To that end, the Bucksport Town Council Nov. 12 heard about progress on plans for the Bucksport town dock project via a Zoom presentation with Daniel Bannon, senior waterfront engineer with GEI Consultants in Portland.
Bannon said the project, estimated at $3.27 million, will better accommodate cruise ships as well as a greater number of recreational vessels.
“We’re proposing an expansion of the facility that would replace timber floats with concrete floats,” said Bannon. There would be a floating dock 13 feet wide by 60 feet long.
A 120-foot-long gangway, which is required under the Americans with Disabilities Act in a harbor that serves cruise ships, also would be installed, the engineer said.

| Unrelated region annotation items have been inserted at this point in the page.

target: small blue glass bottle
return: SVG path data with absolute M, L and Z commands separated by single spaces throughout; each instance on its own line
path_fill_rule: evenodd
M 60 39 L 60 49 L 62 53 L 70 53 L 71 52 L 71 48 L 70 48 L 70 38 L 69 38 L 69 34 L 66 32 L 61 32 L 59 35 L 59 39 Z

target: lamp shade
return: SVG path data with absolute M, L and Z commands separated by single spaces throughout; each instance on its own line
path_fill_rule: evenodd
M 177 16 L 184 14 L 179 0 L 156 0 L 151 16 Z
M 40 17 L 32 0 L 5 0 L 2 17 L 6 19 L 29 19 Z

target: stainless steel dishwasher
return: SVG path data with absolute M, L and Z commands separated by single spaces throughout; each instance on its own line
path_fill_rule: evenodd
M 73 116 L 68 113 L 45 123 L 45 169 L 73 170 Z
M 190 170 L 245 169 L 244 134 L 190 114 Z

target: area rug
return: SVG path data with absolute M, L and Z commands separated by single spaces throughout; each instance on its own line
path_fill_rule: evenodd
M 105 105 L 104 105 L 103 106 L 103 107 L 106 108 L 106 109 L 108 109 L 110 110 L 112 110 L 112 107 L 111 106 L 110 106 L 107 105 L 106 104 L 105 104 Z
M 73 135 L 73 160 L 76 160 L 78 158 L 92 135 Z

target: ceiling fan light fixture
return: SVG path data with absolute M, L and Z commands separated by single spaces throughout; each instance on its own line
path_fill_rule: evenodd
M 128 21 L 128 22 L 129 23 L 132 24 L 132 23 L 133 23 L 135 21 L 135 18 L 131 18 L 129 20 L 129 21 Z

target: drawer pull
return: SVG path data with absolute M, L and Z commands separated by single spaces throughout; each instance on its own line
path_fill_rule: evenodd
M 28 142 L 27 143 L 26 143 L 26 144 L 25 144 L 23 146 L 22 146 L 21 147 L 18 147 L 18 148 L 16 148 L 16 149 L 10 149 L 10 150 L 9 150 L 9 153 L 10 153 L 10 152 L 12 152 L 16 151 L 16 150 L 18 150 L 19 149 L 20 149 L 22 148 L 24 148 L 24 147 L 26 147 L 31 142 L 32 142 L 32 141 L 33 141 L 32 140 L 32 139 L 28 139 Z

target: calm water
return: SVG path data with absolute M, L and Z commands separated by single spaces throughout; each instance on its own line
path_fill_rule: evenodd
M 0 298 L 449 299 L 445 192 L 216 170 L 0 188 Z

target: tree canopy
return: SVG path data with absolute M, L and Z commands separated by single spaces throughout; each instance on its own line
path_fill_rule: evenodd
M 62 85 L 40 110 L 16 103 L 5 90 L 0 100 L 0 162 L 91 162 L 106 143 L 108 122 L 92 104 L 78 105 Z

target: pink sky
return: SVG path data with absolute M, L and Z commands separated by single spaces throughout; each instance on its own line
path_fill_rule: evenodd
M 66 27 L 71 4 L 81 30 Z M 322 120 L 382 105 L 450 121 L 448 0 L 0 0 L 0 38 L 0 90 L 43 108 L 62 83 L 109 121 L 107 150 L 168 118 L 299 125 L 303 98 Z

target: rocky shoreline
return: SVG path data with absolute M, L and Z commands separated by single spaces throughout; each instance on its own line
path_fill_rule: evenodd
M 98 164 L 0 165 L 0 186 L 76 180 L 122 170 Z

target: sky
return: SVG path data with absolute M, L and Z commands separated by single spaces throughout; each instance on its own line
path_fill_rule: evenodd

“We’ve added a number of finger floats along the backside for additional slips for transient vessels,” Bannon said. The new system also would extend farther out into the Penobscot River “another 12 feet to get into deep waters.”
A timber pier that the town recently rebuilt would be reused,” Bannon said.
“It is a fairly significant project, also one that will provide significant opportunity for the town by the increased capacity,” Bannon said.
Rotella says the space is needed. The municipal marina has a waiting list.
When the 267-foot Constitution comes calling, she takes up most of the dock, but there are also lots of smaller vessels that use the harbor.
“We had two catamarans that spent over a month with us on the town dock this year, and those two boats alone took up more than half of our 315-foot dock,” Rotella said. “The extra 85 feet, which would bring us to 400 feet, and the slips on the back of the proposed dock would allow us to house more transient boaters.”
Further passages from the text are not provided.